“Government is working against the issue, but people need to respect their daughters and make their sons responsible enough to maintain safety in society”, said PM Modi, finally calling for a social movements against the rising number of sexual harassment and rape cases in the country, every single day.

The Prime Minister of India has finally decided to speak on the topic that has disturbed the entire Indian society and crippled it with continuous occurrence of sexual barbaric acts. Talking about the promulgation of ordinance of death penalty for rape criminals, Modi said that this shows his government’s determination to act against such heinous crimes. At the same time, Modi said that while the government is working on its part, the people of India should understand the need to respect their daughters and teach their sons to behave in a way that they are responsible to maintain safety in the society.

Modi said that the ordinance has been passed by the government, allowing courts to sentence death penalties to the criminals who are convicted of raping minors below 12 years of age and a life-long imprisonment to all those convicted of raping child below 16 years old is proof that the government listens to the calls of citizens. The ordinance was passed by the Union Cabinet due to pressure created by common people who are calling for justice in wake of the Kathua rape and murder case of an 8-year-old and Unnao rape case on a teenager by a BJP lawmaker.

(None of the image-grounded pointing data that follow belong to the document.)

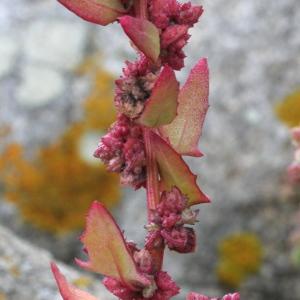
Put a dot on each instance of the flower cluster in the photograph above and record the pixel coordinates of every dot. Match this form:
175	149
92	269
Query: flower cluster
158	123
174	20
122	150
134	87
168	224
294	168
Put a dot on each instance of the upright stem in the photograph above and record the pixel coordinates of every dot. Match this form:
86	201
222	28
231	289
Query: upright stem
152	175
153	196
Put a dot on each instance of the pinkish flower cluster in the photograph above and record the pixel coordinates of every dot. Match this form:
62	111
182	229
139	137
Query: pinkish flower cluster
122	150
162	288
294	167
134	87
158	122
174	20
168	224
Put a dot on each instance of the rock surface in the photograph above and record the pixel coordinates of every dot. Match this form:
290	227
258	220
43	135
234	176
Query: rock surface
253	51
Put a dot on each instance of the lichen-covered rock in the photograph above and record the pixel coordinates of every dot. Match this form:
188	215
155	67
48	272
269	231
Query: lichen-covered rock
25	272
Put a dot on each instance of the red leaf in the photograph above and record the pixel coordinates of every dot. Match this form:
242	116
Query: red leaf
175	172
107	249
101	12
68	291
161	108
143	34
184	132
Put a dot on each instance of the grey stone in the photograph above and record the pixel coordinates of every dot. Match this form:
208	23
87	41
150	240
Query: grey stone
56	43
39	85
253	53
9	48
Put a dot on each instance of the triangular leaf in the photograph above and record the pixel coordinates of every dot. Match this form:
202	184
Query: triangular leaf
107	249
161	108
175	172
68	291
184	132
101	12
143	34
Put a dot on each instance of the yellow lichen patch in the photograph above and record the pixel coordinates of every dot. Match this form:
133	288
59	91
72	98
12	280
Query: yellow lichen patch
288	111
54	189
239	256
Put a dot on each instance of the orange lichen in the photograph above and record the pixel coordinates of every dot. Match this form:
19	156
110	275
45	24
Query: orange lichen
239	256
288	111
54	189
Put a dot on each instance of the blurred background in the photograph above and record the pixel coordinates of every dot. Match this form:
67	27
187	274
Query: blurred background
56	89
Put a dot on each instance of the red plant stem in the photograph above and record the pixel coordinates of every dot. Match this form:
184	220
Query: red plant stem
153	195
152	175
140	7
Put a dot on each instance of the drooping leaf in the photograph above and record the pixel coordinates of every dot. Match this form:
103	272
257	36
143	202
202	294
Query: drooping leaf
184	132
143	34
100	12
175	172
68	291
161	108
107	249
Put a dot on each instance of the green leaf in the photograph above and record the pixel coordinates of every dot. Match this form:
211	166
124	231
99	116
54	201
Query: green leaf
175	172
161	108
185	131
68	291
143	34
100	12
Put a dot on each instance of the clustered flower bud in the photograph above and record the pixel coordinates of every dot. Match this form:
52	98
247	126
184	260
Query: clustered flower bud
294	167
122	150
161	288
168	224
174	20
134	87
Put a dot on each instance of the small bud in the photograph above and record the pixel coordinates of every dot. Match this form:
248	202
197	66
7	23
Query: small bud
143	260
182	240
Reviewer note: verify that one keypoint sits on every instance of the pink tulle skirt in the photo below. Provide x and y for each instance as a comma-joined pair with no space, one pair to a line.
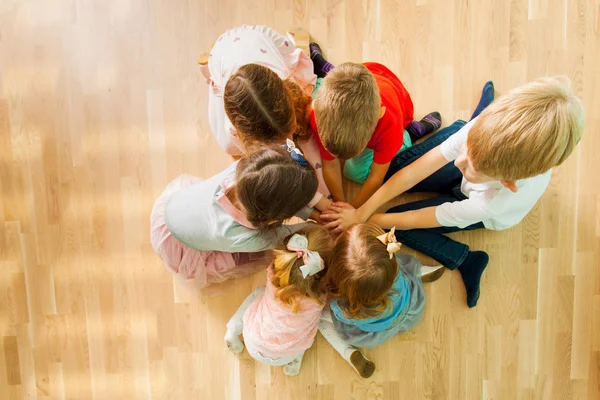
202,267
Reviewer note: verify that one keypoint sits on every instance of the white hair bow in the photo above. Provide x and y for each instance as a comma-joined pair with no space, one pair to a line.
390,242
313,263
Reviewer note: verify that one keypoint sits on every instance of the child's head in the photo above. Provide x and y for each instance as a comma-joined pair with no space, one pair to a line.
262,107
524,133
272,187
347,109
288,276
361,272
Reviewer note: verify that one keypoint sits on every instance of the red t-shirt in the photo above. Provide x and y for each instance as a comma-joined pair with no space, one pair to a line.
388,136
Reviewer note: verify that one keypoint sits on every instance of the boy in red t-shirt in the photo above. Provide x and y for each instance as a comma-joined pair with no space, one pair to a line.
360,120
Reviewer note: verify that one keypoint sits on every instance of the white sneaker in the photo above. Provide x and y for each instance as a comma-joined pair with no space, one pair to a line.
234,343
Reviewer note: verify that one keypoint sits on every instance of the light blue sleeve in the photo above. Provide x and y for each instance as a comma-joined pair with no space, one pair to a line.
260,241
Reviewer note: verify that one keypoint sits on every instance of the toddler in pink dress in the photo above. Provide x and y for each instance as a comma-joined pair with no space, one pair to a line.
279,322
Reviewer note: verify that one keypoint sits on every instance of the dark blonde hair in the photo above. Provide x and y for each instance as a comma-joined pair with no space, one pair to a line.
347,109
272,187
263,108
527,131
361,273
287,278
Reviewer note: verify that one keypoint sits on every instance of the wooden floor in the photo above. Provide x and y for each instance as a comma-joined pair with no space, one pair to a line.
101,104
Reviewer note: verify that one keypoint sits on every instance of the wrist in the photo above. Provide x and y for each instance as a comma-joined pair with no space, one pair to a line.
361,215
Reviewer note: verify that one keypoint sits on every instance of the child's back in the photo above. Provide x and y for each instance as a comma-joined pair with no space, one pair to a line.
376,294
279,322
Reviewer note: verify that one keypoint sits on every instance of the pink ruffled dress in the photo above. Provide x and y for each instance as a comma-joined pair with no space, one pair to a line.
208,240
273,332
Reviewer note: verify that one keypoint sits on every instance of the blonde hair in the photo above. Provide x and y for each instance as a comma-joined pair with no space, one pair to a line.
527,131
287,277
361,273
347,109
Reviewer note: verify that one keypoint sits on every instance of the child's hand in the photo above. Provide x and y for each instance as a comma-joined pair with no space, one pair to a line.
340,216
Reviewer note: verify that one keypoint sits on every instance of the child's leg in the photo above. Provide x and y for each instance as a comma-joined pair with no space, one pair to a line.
450,253
293,367
235,326
357,168
444,179
487,96
363,366
429,124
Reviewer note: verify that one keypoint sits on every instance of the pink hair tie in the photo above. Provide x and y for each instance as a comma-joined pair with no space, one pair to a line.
313,263
390,242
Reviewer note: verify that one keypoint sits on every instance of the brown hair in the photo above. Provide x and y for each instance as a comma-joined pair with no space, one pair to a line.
272,187
527,131
347,109
287,277
361,273
264,108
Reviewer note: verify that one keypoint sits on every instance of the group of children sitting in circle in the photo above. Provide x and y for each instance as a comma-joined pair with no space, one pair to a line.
295,125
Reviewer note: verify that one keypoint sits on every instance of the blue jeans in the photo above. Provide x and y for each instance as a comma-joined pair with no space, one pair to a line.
446,181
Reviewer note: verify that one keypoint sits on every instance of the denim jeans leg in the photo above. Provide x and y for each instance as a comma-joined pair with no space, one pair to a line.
408,156
432,241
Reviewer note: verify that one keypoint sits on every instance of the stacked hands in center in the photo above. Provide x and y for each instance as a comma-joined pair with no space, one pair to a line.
296,124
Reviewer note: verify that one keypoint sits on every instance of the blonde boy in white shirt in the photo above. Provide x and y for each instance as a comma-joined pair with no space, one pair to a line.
489,173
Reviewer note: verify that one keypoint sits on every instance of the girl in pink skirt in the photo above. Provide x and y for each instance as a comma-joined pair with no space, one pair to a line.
209,231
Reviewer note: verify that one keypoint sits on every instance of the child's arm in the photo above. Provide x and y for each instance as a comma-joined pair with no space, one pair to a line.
323,204
332,173
373,182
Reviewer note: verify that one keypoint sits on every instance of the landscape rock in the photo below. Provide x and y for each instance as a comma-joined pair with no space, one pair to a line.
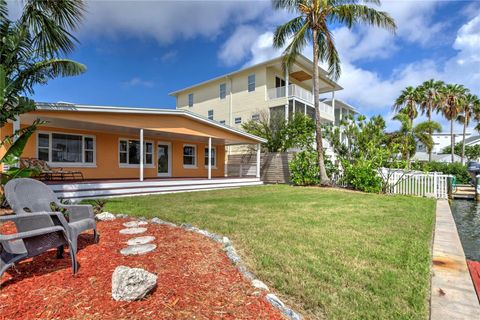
138,249
259,285
130,284
105,216
140,240
133,230
134,224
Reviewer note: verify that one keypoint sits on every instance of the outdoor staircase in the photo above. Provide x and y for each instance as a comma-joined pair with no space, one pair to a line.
76,191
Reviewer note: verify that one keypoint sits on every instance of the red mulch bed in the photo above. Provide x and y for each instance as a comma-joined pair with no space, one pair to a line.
195,280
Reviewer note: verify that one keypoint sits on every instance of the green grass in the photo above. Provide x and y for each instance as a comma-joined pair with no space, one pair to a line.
332,254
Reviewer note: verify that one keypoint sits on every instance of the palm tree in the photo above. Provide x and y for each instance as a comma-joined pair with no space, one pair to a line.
453,96
430,94
408,135
312,24
31,50
470,108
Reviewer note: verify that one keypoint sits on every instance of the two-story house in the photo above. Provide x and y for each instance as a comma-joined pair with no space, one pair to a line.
242,95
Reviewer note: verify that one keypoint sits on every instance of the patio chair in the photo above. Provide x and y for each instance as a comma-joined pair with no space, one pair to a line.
28,195
36,233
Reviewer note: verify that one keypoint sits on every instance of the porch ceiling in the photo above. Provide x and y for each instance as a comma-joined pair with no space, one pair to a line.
170,133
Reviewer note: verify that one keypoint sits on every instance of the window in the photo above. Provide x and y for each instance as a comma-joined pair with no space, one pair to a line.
129,152
189,155
223,91
251,82
212,156
190,99
66,148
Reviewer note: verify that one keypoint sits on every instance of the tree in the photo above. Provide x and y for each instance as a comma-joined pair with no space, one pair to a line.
430,98
453,96
312,24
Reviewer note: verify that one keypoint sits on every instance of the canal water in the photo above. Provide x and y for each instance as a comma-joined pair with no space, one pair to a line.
467,217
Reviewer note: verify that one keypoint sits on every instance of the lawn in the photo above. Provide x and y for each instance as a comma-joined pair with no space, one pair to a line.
331,254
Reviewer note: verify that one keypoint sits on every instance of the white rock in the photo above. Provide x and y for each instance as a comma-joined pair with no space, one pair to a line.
138,249
259,285
105,216
134,224
140,240
129,284
133,230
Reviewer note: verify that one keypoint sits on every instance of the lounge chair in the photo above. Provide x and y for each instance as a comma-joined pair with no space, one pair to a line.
36,233
28,195
49,173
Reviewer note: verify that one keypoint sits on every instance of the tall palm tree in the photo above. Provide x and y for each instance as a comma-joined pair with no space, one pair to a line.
313,22
470,108
430,96
453,96
31,50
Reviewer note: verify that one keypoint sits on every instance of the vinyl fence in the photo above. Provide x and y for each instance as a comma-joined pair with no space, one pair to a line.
414,183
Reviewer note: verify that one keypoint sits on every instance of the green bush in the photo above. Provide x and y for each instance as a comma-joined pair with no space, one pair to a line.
456,169
362,176
304,169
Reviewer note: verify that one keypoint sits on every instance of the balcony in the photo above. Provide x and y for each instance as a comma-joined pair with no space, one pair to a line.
301,95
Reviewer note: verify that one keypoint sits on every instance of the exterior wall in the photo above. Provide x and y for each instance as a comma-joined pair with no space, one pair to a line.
107,156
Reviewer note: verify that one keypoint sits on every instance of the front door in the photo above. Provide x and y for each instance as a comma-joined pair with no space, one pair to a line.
164,164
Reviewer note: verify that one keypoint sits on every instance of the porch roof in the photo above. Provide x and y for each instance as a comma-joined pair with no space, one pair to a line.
166,123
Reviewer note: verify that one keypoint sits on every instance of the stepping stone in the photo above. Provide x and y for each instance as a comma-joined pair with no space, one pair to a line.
134,224
133,230
140,240
138,249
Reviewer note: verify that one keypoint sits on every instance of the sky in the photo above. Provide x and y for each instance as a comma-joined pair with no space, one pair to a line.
137,52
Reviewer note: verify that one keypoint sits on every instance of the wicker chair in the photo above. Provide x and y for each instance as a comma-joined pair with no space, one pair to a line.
28,195
36,233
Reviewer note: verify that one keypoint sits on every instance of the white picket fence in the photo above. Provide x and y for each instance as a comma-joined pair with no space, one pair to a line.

Addressing to a rally marking the National Panchayati Raj Day, Modi also called for a social movement pan country to promote protecting girls and fight against the increasing number of rapes that are reported from across the nation. Modi said that a social revolution is needed to bring change in the way women are treated in the society. A social wake will certainly make a difference, but if implemented across the nation and if not brushed off like all other rape cases that has occurred in past. Any law being introduced, any new ordinance being passed, any rally being conducted or any call for social movement is vague – as long as we don’t act from today, from this hour, from this very movement – before it gets brushed off with time, before we get over it, before we have to cry for another Nirbhaya, another Asifa. Not this time.